Nara menatap dua orang anak lelaki teman barunya dengan mata berapi-api karena kesal. Tapi dua anak itu tidak mengindahkannya dan mulai bermain ayunan. Lalu Dio tiba-tiba menarik sebungkus permen dari dalam saku celananya dan melemparkannya pada Nara.

“Aku tidak suka adik kecil cengeng. Kalau kamu mau jadi adikku, kamu tidak boleh menangis,” katanya.

“Aku sudah lima tahun. Aku bukan adik kecil,” seru Nara kesal. Karena tadi pun Pandra memperlakukannya seperti adik kecil padahal usia mereka sama.

“Berapa umurmu?” tanya Pandra pada Dio.

“Empat tahun.”

Mendengar itu Nara dan Pandra sontak berusaha menghentikan laju ayunan bersama-sama. Nara menatap Dio tajam sedang Pandra berkacak pinggang.

“Kamu yang adik kecil, kamu yang turun,” perintah Nara.

“Iya… Adik harus menunggu kakaknya bermain,” imbuh Pandra.
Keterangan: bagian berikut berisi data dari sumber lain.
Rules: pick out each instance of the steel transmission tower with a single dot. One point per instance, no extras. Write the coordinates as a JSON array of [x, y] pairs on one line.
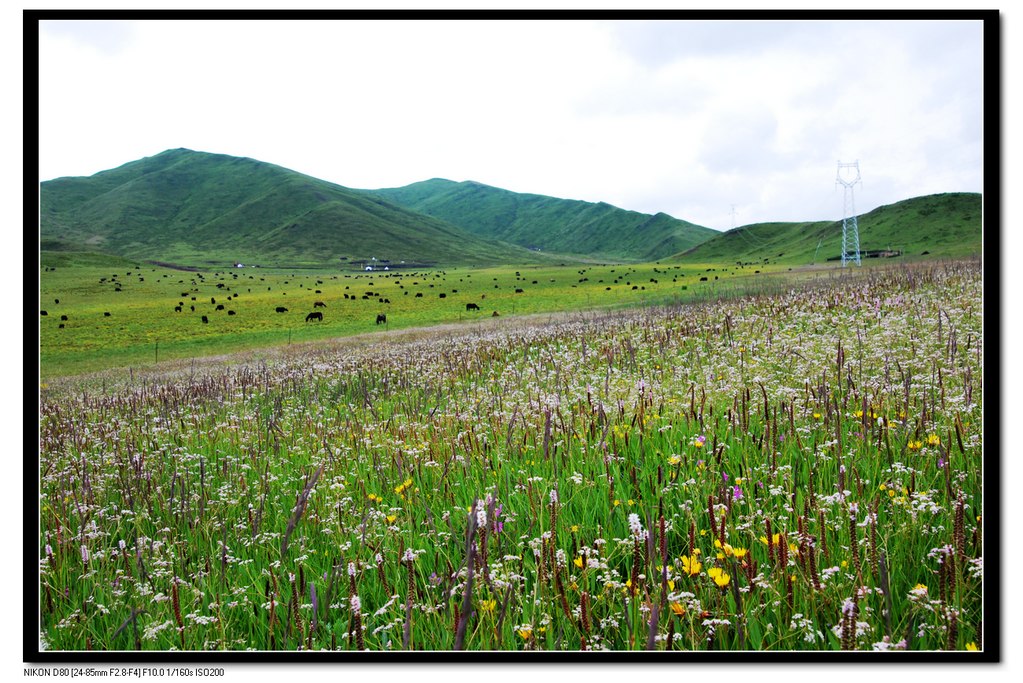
[[847, 181]]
“Aku punya mobil-mobilan canggih. Kalian boleh meminjamnya asalkan aku boleh bermain ayunan di sini,” tawar Dio. Dia duduk mencengkeram bilah-bilah besi ayunan agar Pandra dan Nara tidak bisa menggulingkannya turun dari atas ayunan.

Mereka bertiga akhirnya saling dorong. Nara dan Pandra bersatu agar Dio turun dari ayunan. Dio berteiak meminta pertolongan, tapi ayahnya hanya menonton dan tertawa bersama ayah Pandra dan Nara.